In the event of a data breach

To date, DataLakeHouse.io has not experienced a breach in security of any kind. In the event of such an occurrence, DataLakeHouse.io protocol is such that customers would be made aware as soon as the compromise is confirmed.



Responsible disclosure policy

At DataLakeHouse.io, we are committed to keeping our systems, data and product(s) secure. Despite the measures we take, security vulnerabilities will always be possible.

If you believe you’ve found a security vulnerability, please send it to us by emailing [email protected]. Please include the following details with your report:

  • Description of the location and potential impact of the vulnerability
  • A detailed description of the steps required to reproduce the vulnerability (POC scripts, screenshots, and compressed screen captures are all helpful to us)

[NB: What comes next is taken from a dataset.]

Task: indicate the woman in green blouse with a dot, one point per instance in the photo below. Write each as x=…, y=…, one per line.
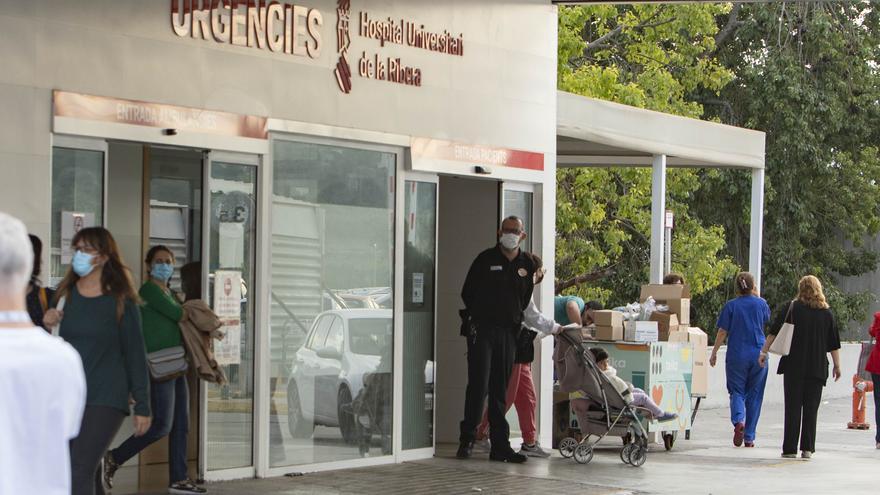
x=161, y=314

Please make a good faith effort to avoid privacy violations as well as destruction, interruption or segregation of services and/or data.

We will respond to your report within 5 business days of receipt. If you have followed the above instructions, we will not take any legal action against you regarding the report.

Diagnostic data access

IMPORTANT: DataLakeHouse.io cannot access your data without your approval.

When working on a support ticket, we may need to access your data to troubleshoot or fix your broken connector or destination. In that case, we will ask you to grant DataLakeHouse.io access to your data for a limited time. You can allow or deny data access. If you Grant Access to Support, you can revoke it at any moment.